TEHRAN (2016 FIBA Asia U18 Championship) - Yuki Mikami would like to make good a regret from two years ago and use his experience to help Japan get into the final four at the 2016 FIBA Asia U18 Championship and also return to the global stage. 

Mikami was 16 years old when Japan lost to Korea in the Quarter-Finals of the 2014 FIBA Asia U18 Championship, missing out on last summer's FIBA U19 World Championship. That shouldn't be repeated in Tehran.

"We lost to Korea in in the Quarters and to Philippines in the 5-6 Classification. We were not able to accomplish our goal which remains a regret of mine," said Mikami, who nailed four three-pointers and scored 12 points in that loss. "I would like to utilise that experience and relay to my teammates who do not have that experience. And when the team is not performing well, I want to change the atmosphere."

Yuki Mikami is leading Japan at FIBA Asia U18 as captain.

Japan have not played at the U19 Worlds since 1999 - a year after grabbing their last FIBA Asia U18 podium finish in third place. But the aim is for Mikami and Co. to finish in the first three and book their ticket to the 2016 FIBA U19 World Championship. 

"We only have played two games so we must grow as a team. But we want to make it to the top three and qualify for the U19 Worlds," Mikami said.

Outside shooting is a major factor in Japan's game and Mikami has struggled thus far in Tehran, hitting just 5-of-28 from long range while fellow sharpshooter Yudai Nishida also has been off with just 7-of-24 three-pointers. 

As a team, Japan are making just 23 percent of their long balls. And the team needs to look for different ways to win if that happens, said Mikami, who scored nine points and hit just 2-of-10 three-pointers against Iran but iced the thrilling win with his free throw with 6 seconds to play.

"Some certain times, we are not able to make our shots. If that happens, we have to penetrate more and kick out or dish," said Mikami, who is averaging 9.0 points and 3.7 rebounds as Japan are 2-1 in their group. "We should not rely on outside shooting. We must play much better defence in that period of time."

"I would like to utilise that experience (losing in FIBA Asia U18 Quarter-Finals) and relay to my teammates who do not have that experience. And when the team is not performing well, I want to change the atmosphere." Mikami

Still, shooting is Mikami's forte. The Hokkaido native started to play basketball when he was 10 years old because his mother was a coach. And he grew up watching role model J.J. Redick launch three-pointers for the Los Angeles Clippers.

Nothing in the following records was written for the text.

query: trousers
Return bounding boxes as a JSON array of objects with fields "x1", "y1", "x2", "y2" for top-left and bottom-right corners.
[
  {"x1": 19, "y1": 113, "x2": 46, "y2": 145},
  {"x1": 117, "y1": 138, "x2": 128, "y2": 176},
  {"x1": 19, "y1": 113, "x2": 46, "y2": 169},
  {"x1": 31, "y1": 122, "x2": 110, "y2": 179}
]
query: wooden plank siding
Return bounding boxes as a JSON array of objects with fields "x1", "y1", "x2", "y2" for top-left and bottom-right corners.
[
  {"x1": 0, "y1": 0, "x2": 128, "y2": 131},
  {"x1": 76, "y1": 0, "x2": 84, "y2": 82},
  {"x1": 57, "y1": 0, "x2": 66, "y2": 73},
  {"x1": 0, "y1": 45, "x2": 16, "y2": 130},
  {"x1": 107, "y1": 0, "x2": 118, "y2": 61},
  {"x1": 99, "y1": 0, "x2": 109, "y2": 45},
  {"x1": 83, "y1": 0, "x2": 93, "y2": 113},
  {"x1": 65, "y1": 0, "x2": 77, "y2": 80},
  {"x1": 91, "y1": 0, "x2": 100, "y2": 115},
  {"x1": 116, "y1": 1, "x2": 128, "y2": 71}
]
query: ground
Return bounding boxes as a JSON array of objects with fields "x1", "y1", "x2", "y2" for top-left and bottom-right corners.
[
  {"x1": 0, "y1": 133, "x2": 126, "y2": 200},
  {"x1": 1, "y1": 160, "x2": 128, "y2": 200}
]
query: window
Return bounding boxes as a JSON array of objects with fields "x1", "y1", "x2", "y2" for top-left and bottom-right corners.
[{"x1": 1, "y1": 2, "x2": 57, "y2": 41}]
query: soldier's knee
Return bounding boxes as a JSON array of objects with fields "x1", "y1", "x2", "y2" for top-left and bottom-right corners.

Mikami showed at this spring's Albert Schweitzer Tournament in Germany what he is capable of doing from outside. After hitting just 24 percent of his triples in the first three games at that tournamemt, Mikami heated up and nailed at least five threes in Japan's final three games, making 19 of 35 three-balls - or 54 percent - to finish at 42 percent for the tournament.

Mikami has another goal a bit more long term than even playing next summer at the 2017 FIBA U19 World Championship. He would love to play for his country at the 2020 Olympic Games in Tokyo. 

"I would like to be able to make that team," he said. "I need to have much better shooting performances, plus my passing, penetration, and all other skills must be polished."

Until the Olympics, Mikami has plenty of time. Now he wants to make up for that regret from two years ago.